All four skeletons inherited about a third of their DNA from ancestors similar to the hunter-gatherers of West Central Africa.
However, the remaining two-thirds of their DNA came from an old West African source, including a “long-lost ghost population” that was previously unknown to science.
This, in combination with the most recent discovery, further clarifies the picture of how modern humans evolved from other related races.
Sriram Sankararaman, a computer biologist at UCLA and one of the study’s authors, said, “It’s almost certainly the case that the story is incredibly complex and complicated, and we have some of these initial clues about complexity.”
It is thought that the cross took place about 50,000 years ago, around the same time that Neanderthals bred modern people elsewhere in the world (stock photo)
He admitted that the mystery DNA did not belong to Neanderthals or other well-known groups, such as Denisovans, and said that he and his co-author Arun Durvasula believe it is entirely from a new group.
Sankaraman added: “We have no clear identity for this archaic group.
“That’s why we use the term” spirit. ” It does not seem to be particularly closely related to the groups from which we have genome sequences. ”

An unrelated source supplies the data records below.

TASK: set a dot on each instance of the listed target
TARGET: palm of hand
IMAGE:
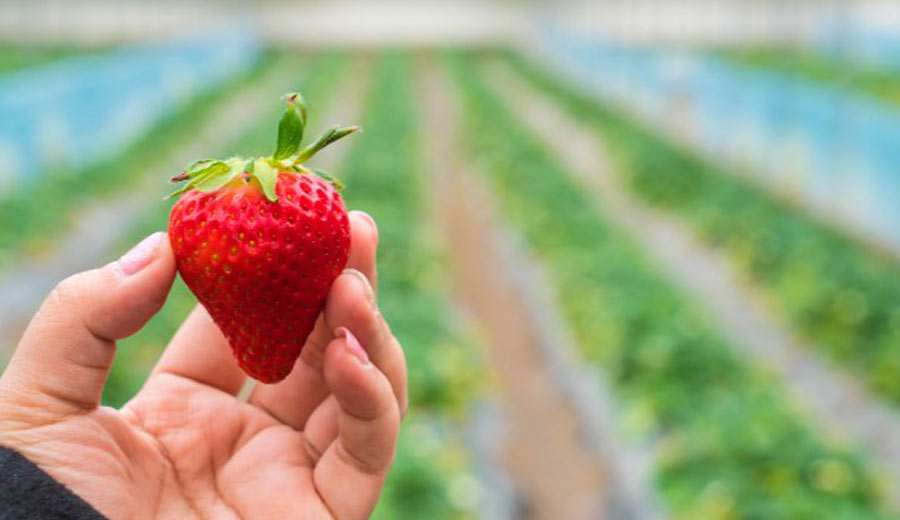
(316, 445)
(183, 449)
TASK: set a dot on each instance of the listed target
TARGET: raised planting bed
(730, 443)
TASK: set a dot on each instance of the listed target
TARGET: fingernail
(367, 287)
(140, 255)
(352, 344)
(370, 221)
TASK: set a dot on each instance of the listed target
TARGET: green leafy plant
(838, 292)
(731, 445)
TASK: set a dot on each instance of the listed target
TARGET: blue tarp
(71, 113)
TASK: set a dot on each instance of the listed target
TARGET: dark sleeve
(27, 492)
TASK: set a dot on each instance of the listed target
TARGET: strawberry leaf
(290, 128)
(198, 173)
(219, 174)
(338, 185)
(267, 177)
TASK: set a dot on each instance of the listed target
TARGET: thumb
(68, 348)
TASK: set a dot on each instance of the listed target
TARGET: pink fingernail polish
(139, 256)
(353, 344)
(370, 221)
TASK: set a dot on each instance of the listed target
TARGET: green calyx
(209, 175)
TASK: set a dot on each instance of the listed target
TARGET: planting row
(880, 83)
(14, 57)
(383, 177)
(730, 444)
(838, 293)
(35, 214)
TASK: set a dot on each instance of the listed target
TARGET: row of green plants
(844, 72)
(381, 172)
(731, 444)
(839, 293)
(35, 214)
(14, 57)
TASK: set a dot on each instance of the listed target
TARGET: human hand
(316, 445)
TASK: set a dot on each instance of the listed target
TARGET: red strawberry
(259, 242)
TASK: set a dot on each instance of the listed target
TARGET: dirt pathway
(101, 226)
(834, 399)
(542, 449)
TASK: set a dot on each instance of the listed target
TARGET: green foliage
(382, 173)
(34, 215)
(837, 292)
(732, 445)
(15, 56)
(845, 73)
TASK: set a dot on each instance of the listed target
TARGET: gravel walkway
(831, 397)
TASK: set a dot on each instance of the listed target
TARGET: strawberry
(259, 242)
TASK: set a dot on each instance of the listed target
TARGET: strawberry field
(609, 308)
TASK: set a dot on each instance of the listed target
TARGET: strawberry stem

In their research, they analyzed the genomes of West Africans and used a statistical model to identify different parts of the DNA.
They explained the technique: “Bringing out pieces of DNA that we think are probably from a population that is not modern.”

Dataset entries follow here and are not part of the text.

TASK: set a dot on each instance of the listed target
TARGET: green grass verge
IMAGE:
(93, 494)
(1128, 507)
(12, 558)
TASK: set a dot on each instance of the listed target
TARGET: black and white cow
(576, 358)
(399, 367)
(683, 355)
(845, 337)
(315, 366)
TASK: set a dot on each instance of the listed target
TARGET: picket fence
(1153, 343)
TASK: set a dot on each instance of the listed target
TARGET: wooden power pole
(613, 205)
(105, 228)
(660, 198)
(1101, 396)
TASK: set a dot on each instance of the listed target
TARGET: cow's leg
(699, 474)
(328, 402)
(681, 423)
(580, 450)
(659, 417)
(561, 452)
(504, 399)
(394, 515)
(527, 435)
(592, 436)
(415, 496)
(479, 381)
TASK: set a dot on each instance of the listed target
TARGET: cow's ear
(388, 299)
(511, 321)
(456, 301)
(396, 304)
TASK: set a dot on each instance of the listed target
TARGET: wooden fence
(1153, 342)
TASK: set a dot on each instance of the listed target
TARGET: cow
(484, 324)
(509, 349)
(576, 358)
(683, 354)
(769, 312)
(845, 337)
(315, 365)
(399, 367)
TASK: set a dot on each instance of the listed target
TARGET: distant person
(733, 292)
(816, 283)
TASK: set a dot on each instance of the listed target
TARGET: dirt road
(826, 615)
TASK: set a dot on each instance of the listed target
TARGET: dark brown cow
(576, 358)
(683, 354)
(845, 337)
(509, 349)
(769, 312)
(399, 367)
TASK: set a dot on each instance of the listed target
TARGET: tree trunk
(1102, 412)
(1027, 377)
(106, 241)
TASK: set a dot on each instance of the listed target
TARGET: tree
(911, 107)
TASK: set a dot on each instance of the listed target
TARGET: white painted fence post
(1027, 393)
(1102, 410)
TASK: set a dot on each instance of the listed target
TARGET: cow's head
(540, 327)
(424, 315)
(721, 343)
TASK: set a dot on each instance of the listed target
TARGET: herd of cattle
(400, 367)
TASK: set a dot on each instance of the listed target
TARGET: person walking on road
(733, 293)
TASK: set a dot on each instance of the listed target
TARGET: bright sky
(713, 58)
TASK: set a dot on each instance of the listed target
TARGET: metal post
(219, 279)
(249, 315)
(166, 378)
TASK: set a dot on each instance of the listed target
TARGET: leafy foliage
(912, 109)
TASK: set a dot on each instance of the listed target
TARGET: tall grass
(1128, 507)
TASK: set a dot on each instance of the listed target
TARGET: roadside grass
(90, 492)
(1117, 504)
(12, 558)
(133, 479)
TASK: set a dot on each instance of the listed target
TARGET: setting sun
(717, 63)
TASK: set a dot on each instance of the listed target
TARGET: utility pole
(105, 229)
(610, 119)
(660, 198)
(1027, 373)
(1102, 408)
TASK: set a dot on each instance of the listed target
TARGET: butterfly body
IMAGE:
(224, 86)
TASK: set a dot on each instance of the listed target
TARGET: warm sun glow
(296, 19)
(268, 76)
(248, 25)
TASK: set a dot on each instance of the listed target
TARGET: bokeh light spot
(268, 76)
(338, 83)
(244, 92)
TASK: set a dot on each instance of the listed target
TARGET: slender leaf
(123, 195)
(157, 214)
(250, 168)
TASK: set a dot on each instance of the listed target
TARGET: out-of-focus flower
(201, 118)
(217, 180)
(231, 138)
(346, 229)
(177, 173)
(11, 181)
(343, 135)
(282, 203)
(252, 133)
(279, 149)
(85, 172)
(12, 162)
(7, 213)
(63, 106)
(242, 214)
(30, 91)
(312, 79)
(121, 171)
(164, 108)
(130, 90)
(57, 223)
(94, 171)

It is thought that the crossing took place about 50,000 years ago, around the same time that Neanderthals bred modern people elsewhere in the world.
Sharon Browning, a professor of biostatistics at the University of Washington, who studied the blending of Denisovans and people, told NPR: “The scenario they discover here is one that seems realistic.”
Browning adds that the ghost DNA often occurs in the genetic material, suggesting that it is “useful” for modern humans.
However, the authors of the study admit that it is unknown what role ghost genes play in people who wear them.